EDIT: Here's a post that introduces one attempt at a MOSFET replacement board:  http://3dprintboard.com/showthread.p...ll=1#post38740

----------


## Donziboy2

> Well, what you're basically doing is designing and  building your own solid state relay.  Most people would likely just  purchase a commercially available SSR like discussed in other threads  and go that route.  
> 
> I don't have a link to provide as evidence, but this also isn't the  first time someone has designed a MOSFET replacement for the mechanical  relay board.
> 
> EDIT: Here's a post that introduces one attempt at a MOSFET replacement board:  http://3dprintboard.com/showthread.p...ll=1#post38740


I have noticed that TechMasterJoe vanished a while back.  I was  looking at his post on ATX boards but he has not been on the forums in a  while and all the images where not visible.

----------


## printbus

On the relay board, I recall maybe a couple of other threads where, in addition to providing a MOSFET switch, the person was adding other useful stuff onto their custom board. For example, adding an ABL servo or a Raspberry Pi Octoprint controller can leave you starved for 5V, so people were adding 5V regulators on their boards.  I remember suggesting that providing 12V distribution and a few lightweight MOSFETs for things like fans or lights would be a good idea.

----------


## Donziboy2

> On the relay board, I recall maybe a couple of other threads where, in addition to providing a MOSFET switch, the person was adding other useful stuff onto their custom board. For example, adding an ABL servo or a Raspberry Pi Octoprint controller can leave you starved for 5V, so people were adding 5V regulators on their boards.  I remember suggesting that providing 12V distribution and a few lightweight MOSFETs for things like fans or lights would be a good idea.


Im actually thinking of following in TechMasterJoe footsteps and using an ATX power supply.  For me atm its hard to guess what will and will not be useful, I just got the check today that will be going toward my 10" Pegasus, I have spent the last week or so just looking at things I plan to change from the start.  The Mosfet Driver seems to be the easiest to tackle and I can see it being used for other things, I just ordered 3 boards and parts today.  p.s. I can see some Chinese guy making and selling them for $3 in a few weeks time lol.

I will say the ATX power supply's nowadays can give more then 1A in standby on the 5V line, this can power all the small stuff until the controller decides it needs more power and turns the supply on.  I also looked at reworking the Ramps 1.4, but thats a long battle for later.

----------


## Donziboy2

Got 2 boards assembled, boy its hard to tell just how small those resistor pads are until your trying to solder them.  The worst ones are those attached to large planes, good thing I have a good soldering iron.  Used the iron at work to do the large stuff, industrial irons are awesome lol.

----------


## Dustin B

Can only comment on the size of the mechanical relay.

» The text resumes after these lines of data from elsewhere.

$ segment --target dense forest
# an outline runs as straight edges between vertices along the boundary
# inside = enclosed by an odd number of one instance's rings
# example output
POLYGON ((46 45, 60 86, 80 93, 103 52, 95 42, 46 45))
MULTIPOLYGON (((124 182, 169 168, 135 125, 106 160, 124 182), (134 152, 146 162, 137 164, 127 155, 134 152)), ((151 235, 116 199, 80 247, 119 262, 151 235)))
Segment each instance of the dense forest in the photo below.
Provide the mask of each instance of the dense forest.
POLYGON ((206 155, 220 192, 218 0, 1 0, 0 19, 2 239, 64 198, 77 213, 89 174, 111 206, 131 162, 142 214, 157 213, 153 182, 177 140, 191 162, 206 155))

When I got a 12" piece of glass cut I had to get them to trim a notch in it to go around the relay. It sticks into the plane a full sized built plate needs by about an 1/16 to an 1/8th of an inch. I've since removed the relay and just jumpered the connection and will be using the SSR recommended in other threads for now.

----------


## Donziboy2

Did some testing at work, the D2Pak case gets to around 85C running at  0.7ohm load at 95% Duty Cycle (500Hz, 12V, 17Apk, 16.5A RMS).
I took the TO220 board and added a large heatsink , it had no problems  at the same levels as the D2Pak and seemed fairly stable at around 70C case temp.

I need to increase the size of the PCB to add space for a larger HS/larger copper pad for the D2PAK.
I found reducing the switching frequency also lowered temperatures fairly nicely, about a 10-12C drop going from 500 to 250Hz.

edit..
Got another 10C drop going from 250 to 100Hz  :Smile: 
At lower frequency's the two packages have close to the same case temperature, both are sitting happy around 50-55C.

----------


## Donziboy2

Slowly getting things setup.  V2 of the board will be larger but I want to see how V1 holds up under load first.
V2 will be the same size as the stock relay on the right.

----------


## Donziboy2

Got my printing doing some test prints today.  On my third print of the day using PLA(60C bed) im about 2 hours in and the SMD board is staying below 90F.  I have not changed from the stock relay sw configuration yet but it seems I over engineered my torture tests at work.

----------


## Donziboy2

Got PID control setup on the Heated Bed, the switching frequency is much lower then I had expected (only 7.633Hz).  Other then some hot wires(need to increase # of wires from ATX supply to bed) everything is nice and cool.

----------